Saturday, December 11, 2010

Fred's Thoughts on Coming Home

"I have been told that a major milestone after a serious injury is when you are released out of the care of the hospital. I assume this is because you have progressed beyond the immediate and constant care of the hosp staff is no longer necessary and you have healed to a point where whatever else needs to be done can be done at home. Well I reached that point, decided by the hosp care team that we should come home Wed Dec 8. I had weaned myself off of morphine even during the PT sessions which required me to get up and place weight only on my left leg and do a modified hop with the walker down the hall. I could sit at the edge of the bed by myself and transition from walker to wheel chair, wheel myself into the bathroom and take washcloths to wipe down my upper body and face. And with effort get myself over to the portable commode near my bed. These were a few of the points you must reach before they ship you home. So the afternoon arrived. Mina showed up with the mini van and the only point of apprehension was the actual loading me in the an. We felt up to the challenge and after a long wheel chair ride to the front of the Hospital, I managed to get up with the walker and maneuver without too much difficulty into the front seat of the van. Mina had already loaded up some of the hosp paraphernalia and the wheel chair and hosp bed was already at home awaiting me.

As we started the ride home I was amazed at how fast everything outside was passing me. The 3 weeks in the hosp had dulled my senses to motion and I found our speed and the sensation it left me with almost dizzying. (Mina’s note: I had people tailing me and making sour faces because I was so slow!) When we arrived home, our painter’s car blocked our entry. Mina parked at the curb and went up to ask the car be moved. I was starting to reach the threshold of sitting, pain and dizziness began to overtake me. It didn’t take too long and up the driveway we went. Without too much trouble we got me out and wheeled towards the backdoor where there were no steps and Papi had built a small ramp for entrance. Soon I was backing into my bedroom’s own hospital bed, my new base for the next weeks.

It is amazing how some of the simplest actions can wipe out the strength that you have. I was somewhat exhausted as I lay back on my hosp bed as Mina unloaded the car. Looking around I had a visual overload, so many shapes and colors to look at in our bedroom; I had become accustomed to the plain ceiling at the hospital with its fluorescent light and the hoist for bedridden patients. It had become my home and I had grown accustomed to it. Now my real home had become foreign. But with Mina’s good cheer and encouragement we discussed that this was all part of the healing and this could be a chapter of adventure as I learned to function and increase in strength here in my own home. (Fred used to say that, ‘The difference between an adventure and an ordeal was your attitude.’ He told me the other day that he would now modify that to say, 'The difference between an adventure and an ordeal was your attitudeAND your pain level.' )

Our bedroom is rearranged, so I sleep in the same spot as our regular bed, but the regular bed is pushed to the west. I am grateful for all of Mina’s care and patience, she has been a real trooper and now this next chapter will be probably even tougher on her. I don’t always take change easily and even though this coming home should be one that brings familiarity, it still presented some psychological and physical challenges. Fortunately the Presbyterian Hosp stay helped us identify medication so I am no longer plagued by nausea. It keeps the pain in check so that unless I do something foolish I am able to function without pain. Lack of appetite continues. For the most part I force myself to eat. But a few things have SOUNDED attractive as I think of them. Mina is making some protein vitamin conncotions in the blender that as long as they are ice cold actually taste good. ( Not all smoothie recipes are successful, I had one gel up on me the other night. Poor guinea pig Fred.. I do sneak in calories by making his cream of wheat with half and half) Trying to pack the calories on anyway we can, to put back some of the 22 lbs I lost. It is obvious to me now that this is going to be a long road. It seems to me that the progress is so slow its immeasurable. Mina has been a great encouragement telling me how I have improved from one day to the next, but it is not in my nature to be such a wimp.
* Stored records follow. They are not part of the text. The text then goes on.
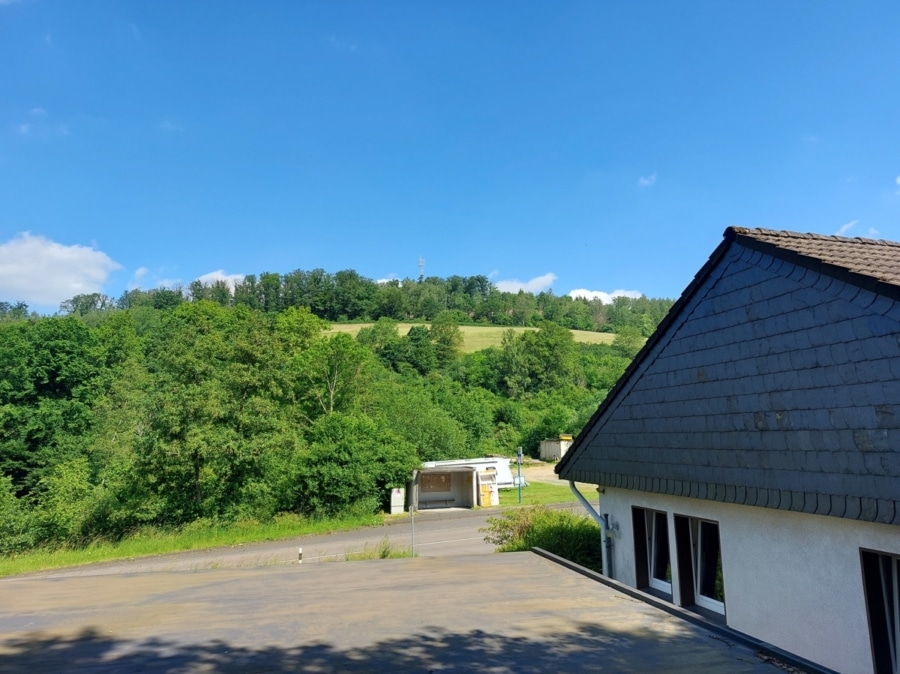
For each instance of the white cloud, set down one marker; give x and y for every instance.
(535, 285)
(220, 275)
(40, 126)
(387, 279)
(647, 181)
(139, 273)
(604, 297)
(39, 271)
(846, 228)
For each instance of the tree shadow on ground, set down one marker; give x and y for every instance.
(586, 648)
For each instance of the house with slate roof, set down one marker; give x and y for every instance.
(748, 460)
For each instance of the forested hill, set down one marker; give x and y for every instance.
(157, 411)
(347, 296)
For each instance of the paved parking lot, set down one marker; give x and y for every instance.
(515, 612)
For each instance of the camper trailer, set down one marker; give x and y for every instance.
(494, 470)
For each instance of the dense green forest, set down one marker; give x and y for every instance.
(167, 407)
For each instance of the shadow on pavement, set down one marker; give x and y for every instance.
(581, 648)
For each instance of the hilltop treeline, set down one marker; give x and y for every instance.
(347, 296)
(172, 411)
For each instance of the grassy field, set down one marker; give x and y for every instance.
(477, 337)
(196, 537)
(538, 493)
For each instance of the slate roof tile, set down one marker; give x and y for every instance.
(777, 374)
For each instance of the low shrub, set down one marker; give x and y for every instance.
(574, 537)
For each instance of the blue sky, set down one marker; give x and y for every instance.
(602, 146)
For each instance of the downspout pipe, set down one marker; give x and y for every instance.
(604, 526)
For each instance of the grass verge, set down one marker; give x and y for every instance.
(537, 493)
(196, 536)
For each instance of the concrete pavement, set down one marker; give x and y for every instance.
(514, 612)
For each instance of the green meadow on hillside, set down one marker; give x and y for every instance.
(477, 337)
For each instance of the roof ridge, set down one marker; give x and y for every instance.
(788, 234)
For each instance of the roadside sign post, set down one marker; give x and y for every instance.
(519, 466)
(413, 504)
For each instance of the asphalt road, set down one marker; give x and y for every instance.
(457, 607)
(485, 613)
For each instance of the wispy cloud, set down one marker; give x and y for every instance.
(846, 228)
(604, 297)
(39, 271)
(535, 285)
(219, 275)
(39, 124)
(387, 279)
(647, 181)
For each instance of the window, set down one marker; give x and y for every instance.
(701, 580)
(881, 580)
(651, 534)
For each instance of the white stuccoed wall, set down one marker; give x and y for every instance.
(792, 580)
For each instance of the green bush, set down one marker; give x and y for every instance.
(16, 530)
(573, 537)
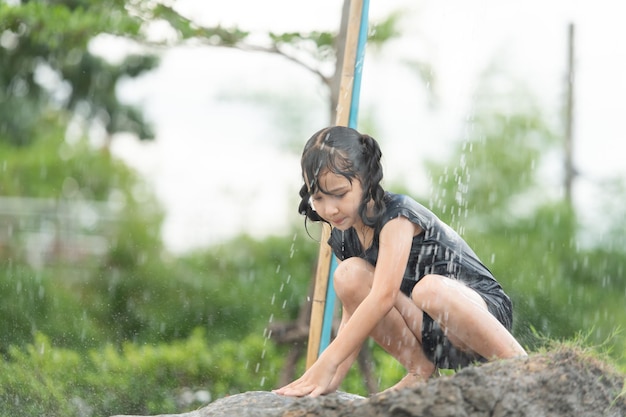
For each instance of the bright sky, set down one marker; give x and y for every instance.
(218, 170)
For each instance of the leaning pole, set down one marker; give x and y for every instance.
(323, 303)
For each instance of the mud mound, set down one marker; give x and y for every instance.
(560, 383)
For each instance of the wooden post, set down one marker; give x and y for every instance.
(343, 114)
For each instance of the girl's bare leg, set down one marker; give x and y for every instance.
(399, 333)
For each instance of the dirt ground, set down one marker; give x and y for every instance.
(566, 383)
The day I left the hosp I tried getting back into the bed by myself. Problem is that I don’t have the strength to lift my legs. Once in the bed seated I can’t get my legs up, I lost all my stomach and pelvic muscles. Its not a pretty picture but by grabbing my thighs or shorts with my hands I can pull my legs up. At the hosp. the right side had to be jacked up by inserting it into the wheelchair spokes and then with much effort I was able to pull it into bed with me. At home, Mina and I devised a stair-stepping system with a cushion and a big dictionary to enable the same action. One of my goals is to someday lift those legs into bed without stair-stepping or without using my hands to lift. (The day after he dictated this he was able to get the right leg up with NO help from me!)

Mina’s note: Yesterday, Bob Boatright the in home therapist visited us. He gave us regular exercises and Fred tries to do them faithfully. The getting up and walking is so taxing, but Fred does it well if he puts his mind to it even though the pain and weariness can be daunting.

Today Jason Bonilla brought over a gift from his off-road buddies. Hoorah!! At last an off-road vehicle that guarantees his safety while operating it. Thanks so much guys for thinking of the wife with this gift!